Explosão em instalação militar no Irã mata vários soldados

Uma explosão aparentemente causada por um incêndio acidental num paiol de munições matou e feriu vários militares na terça-feira no Irã, segundo as agências locais de notícias.

REUTERS

12 de outubro de 2010 | 17h34

Uma fonte oficial disse à agência Fars que os corpos ainda estão sendo identificados e que o número exato de mortos só será anunciado na quarta-feira.
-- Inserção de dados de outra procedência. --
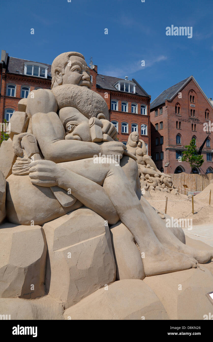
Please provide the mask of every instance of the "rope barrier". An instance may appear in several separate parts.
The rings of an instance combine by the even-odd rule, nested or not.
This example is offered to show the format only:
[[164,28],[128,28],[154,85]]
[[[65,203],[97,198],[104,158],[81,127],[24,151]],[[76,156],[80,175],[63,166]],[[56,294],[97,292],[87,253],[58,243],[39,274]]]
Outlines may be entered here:
[[213,239],[213,237],[209,237],[208,236],[202,236],[202,235],[199,235],[197,234],[193,234],[193,233],[190,233],[189,232],[187,232],[187,231],[184,231],[183,229],[184,232],[185,232],[186,233],[188,233],[189,234],[192,234],[192,235],[195,235],[196,236],[199,236],[199,237],[205,237],[207,239]]

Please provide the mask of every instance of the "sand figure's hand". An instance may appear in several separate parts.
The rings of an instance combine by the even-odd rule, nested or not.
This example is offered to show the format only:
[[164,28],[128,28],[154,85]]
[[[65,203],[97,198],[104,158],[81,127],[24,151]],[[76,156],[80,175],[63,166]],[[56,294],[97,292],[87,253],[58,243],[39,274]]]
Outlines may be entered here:
[[33,184],[41,186],[54,186],[57,185],[59,168],[50,160],[39,160],[30,164],[29,176]]

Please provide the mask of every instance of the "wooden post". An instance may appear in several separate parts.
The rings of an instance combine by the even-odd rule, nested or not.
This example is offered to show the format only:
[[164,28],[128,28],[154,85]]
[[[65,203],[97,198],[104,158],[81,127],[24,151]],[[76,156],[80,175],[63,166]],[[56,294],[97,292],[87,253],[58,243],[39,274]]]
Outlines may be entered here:
[[188,186],[186,184],[183,184],[183,186],[184,187],[184,195],[186,195],[186,188],[188,188]]
[[168,201],[168,197],[166,197],[166,198],[167,199],[166,199],[166,205],[165,205],[165,214],[167,213],[167,201]]

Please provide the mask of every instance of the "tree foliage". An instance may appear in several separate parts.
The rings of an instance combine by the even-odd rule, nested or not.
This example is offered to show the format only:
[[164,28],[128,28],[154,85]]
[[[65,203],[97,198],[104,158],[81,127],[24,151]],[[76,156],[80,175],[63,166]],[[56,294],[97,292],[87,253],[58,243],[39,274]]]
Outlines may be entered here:
[[183,153],[182,161],[186,161],[188,163],[191,168],[192,171],[195,167],[200,167],[204,162],[203,156],[198,154],[196,149],[195,140],[192,139],[189,145],[186,145],[185,148],[187,151],[184,151]]

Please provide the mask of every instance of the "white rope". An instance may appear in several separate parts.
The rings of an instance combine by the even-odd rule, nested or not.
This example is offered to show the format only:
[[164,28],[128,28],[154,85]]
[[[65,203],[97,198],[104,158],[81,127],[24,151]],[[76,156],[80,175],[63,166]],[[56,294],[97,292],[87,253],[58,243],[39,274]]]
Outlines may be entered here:
[[192,234],[192,235],[195,235],[196,236],[199,236],[199,237],[205,237],[207,239],[213,239],[213,237],[209,237],[208,236],[202,236],[202,235],[199,235],[197,234],[193,234],[193,233],[190,233],[189,232],[187,232],[187,231],[184,231],[183,229],[184,232],[185,232],[186,233],[188,233],[189,234]]

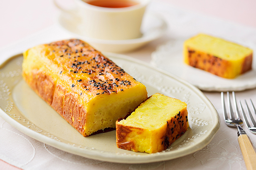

A explosão aconteceu num campo de treinamentos do quartel Khoramabad, no oeste do país, quase três semanas após um atentado a bomba contra um desfile militar no noroeste do Irã, e poucos dias depois de homens armados matarem vários policiais na capital do Curdistão iraniano.

Analistas dizem que as mortes podem gerar pressão sobre o presidente Mahmoud Ahmadinejad, cujo governo tem enfrentado disputas internas e dificuldades econômicas resultantes em parte das sanções internacionais contra o programa nuclear iraniano.

A agência estatal Irna disse que a explosão de terça-feira aconteceu após um incêndio "num lugar onde era mantida munição." O site do canal em inglês Press TV relatou que a explosão ocorreu "por acidente."

A Press TV disse que bombeiros e equipes de resgate foram enviados ao local, e que os feridos foram hospitalizados.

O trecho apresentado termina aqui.